Speaking of blogs, I wonder if the death of Google Reader led to the death of blogs in general. It was about that time that people seemed to stop writing blogs and moved to Facebook/Twitter and their generally far shorter (and to me, less interesting) postings.
Monetising by adding ads to a content, they fetched from other sites was a questionable back than. So, they couldn't just add ads to the reader easily.
They were believing google plus would be popular.
So, having a closed social network, where they could control everything and put ads without any complains makes sense.
Besides, Reader was not that popular among the general public.
it doesn't matter that it wasn't that popular amongst the general public, they should have viewed it as having an enthusiastic user base and since sharing and commenting was part of reader, would be a way to encourage people to add content to google+. A social network is only as valuable as the content that gets placed on it. Killing reader shut off a mechanisms for sharing. I went from sharing articles I saw on RSS feeds via reader to a group of friends to sharing them on facebook.
I miss the leisure of just clicking a button to flag "hey look at this" and having a backlog queue of things by friends also thought was interesting. Nothing has really come around and recreated that simplicity and UX.
>How do you convince a bunch of blog authors to switch from 'free-to-air' and searchable everywhere RSS feeds, to move into closed social media platform?
I don't think the idea was to convince bloggers to switch, but rather to stop one good distribution channel from potentially competing with social media. Google kept Blogger alive, because people can still publish there AND distribute links via social media.
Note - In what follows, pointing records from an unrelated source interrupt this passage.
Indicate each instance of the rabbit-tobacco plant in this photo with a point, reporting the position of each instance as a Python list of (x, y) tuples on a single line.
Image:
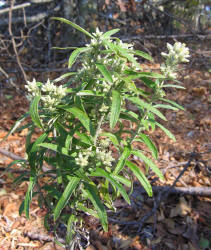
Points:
[(80, 124)]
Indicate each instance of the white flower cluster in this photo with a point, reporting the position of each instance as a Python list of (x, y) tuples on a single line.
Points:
[(83, 157), (178, 53), (32, 88), (105, 157), (51, 95), (168, 71), (103, 154)]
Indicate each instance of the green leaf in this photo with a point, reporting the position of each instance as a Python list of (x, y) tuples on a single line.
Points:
[(173, 86), (83, 118), (167, 132), (147, 106), (115, 108), (28, 196), (70, 228), (121, 163), (111, 136), (86, 210), (129, 115), (148, 82), (173, 103), (64, 76), (15, 126), (141, 177), (88, 93), (38, 141), (164, 106), (73, 183), (149, 162), (92, 192), (128, 54), (110, 33), (75, 54), (73, 25), (102, 68), (33, 110), (149, 144), (135, 75), (84, 138), (55, 148), (121, 179), (143, 54), (102, 173)]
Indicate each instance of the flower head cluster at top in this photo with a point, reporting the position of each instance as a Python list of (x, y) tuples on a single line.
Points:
[(177, 53), (100, 53), (51, 95), (102, 153)]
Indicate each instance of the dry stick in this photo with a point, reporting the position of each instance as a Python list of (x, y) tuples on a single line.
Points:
[(40, 237), (13, 41), (140, 222), (20, 6)]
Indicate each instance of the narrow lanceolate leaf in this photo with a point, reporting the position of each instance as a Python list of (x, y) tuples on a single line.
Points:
[(37, 142), (115, 108), (147, 106), (135, 75), (92, 193), (73, 183), (121, 163), (122, 179), (172, 86), (64, 76), (149, 162), (102, 173), (86, 210), (75, 54), (55, 148), (28, 196), (15, 126), (110, 33), (166, 131), (140, 176), (149, 144), (164, 106), (111, 136), (82, 117), (172, 103), (73, 25), (143, 54), (104, 72), (34, 112)]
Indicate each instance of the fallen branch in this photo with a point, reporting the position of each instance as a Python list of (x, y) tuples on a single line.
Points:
[(10, 154), (40, 237), (143, 37), (202, 191), (20, 6), (14, 43)]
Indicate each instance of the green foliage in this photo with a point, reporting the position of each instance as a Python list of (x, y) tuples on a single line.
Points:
[(85, 176)]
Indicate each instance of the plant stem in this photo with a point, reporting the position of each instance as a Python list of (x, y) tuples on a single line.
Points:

In hindsight, it seems that Google Reader could have offered a continuing alternative to social media. If Google had kept throwing resources behind it, they could have held a unique advantage against Facebook. It never would have gotten as big, but they still could have pushed it as an alternative and made more money than they ever got from Google+.
It seems like idiotic management making idiotic decisions completely out of touch with the userbase has been with us since the dawn of the web. Just this week, Spotify are turning the mobile app into a stinking pile of TikTok.
Don't be evil. Just be stupid I guess.